The four of them took the Métro, changed at Bastille, and stepped into a crowded train going in the direction of the Porte de Neuilly. More and more people got on. Farther along the aisle a man and a woman, neither of them young, stood with their arms around each other, swaying as the train swayed, and looking into each other’s eyes. The man’s moist mouth closed on the woman’s mouth in a long, indecent kiss, after which he looked around with a cold stare at the people who were deliberately not watching him.
Harold and Barbara found themselves separated from Sabine and Eugène. Barbara whispered something that Harold could not hear, because of the train noise. He put his head down.
“I said ‘I think we’d better go to the Vouillemont.’ ”
“So do I. But I’m a little worried. It’s after eleven o’clock, and we have no reservations.”
“If there
’s no room at the Vouillemont, we can go to some other hotel,” she said. “I’d rather spend the night on a park bench than put up with this any longer.”
“But why did he ask us?”
“Something is wrong. He’s changed his mind. Or perhaps he enjoys this sort of thing.”
“The son of a bitch. You saw what happened when I asked him where to go about the big suitcases?… The only reason I hesitate at all is Alix and Mme Cestre. I hate to have them know we were—”
“He may not tell them what happened.”
“But Sabine will.”
The train rushed into the next station. They peered through the window and saw the word Concorde. Over the intervening heads, Eugène signaled that they were to get off.
Harold set the suitcases down and extended his hand. “We’ll leave you here,” he said stiffly. “Good night.”
“But why?” Eugène demanded, astonished.
“The hotel is near this station, and we don’t want to put you to any further trouble. Thank you very much.”
“For what?”
“For taking care of us on the way up to Paris,” Harold said. But then he spoiled the effect by blushing.
There was a brief silence during which both of them struggled with embarrassment.
“I am extremely sorry,” Eugène said, “if I have given you any reason to think—”
“It seemed to us that you are a trifle distrait,” Harold said, “and we’d rather not put you to any further trouble.”
“I am not distrait,” Eugène said. “And you are not putting me to any trouble whatever. The apartment is not being used. There is no need for you to go to a hotel.”
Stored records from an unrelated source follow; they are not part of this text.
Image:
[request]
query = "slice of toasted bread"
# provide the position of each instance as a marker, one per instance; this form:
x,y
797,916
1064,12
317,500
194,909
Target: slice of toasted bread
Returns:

A train drew in, at that moment, and Harold had the feeling afterward that that was what decided the issue, though trains don’t, of course, decide anything. All decisions are the result of earlier decisions; cause, as anyone who has ever studied Beginning Philosophy knows, is another way of looking at effect. They got on the train, and then got off several stations farther along the line, at the Place Pierre-Joseph Redouté. A huge block of granite in the center of the square and dark triangular buildings, with the streets between them leading off in six directions like the rays of a star, were registered on Harold’s mind as landmarks he would need to know if they suddenly decided to retrace their steps.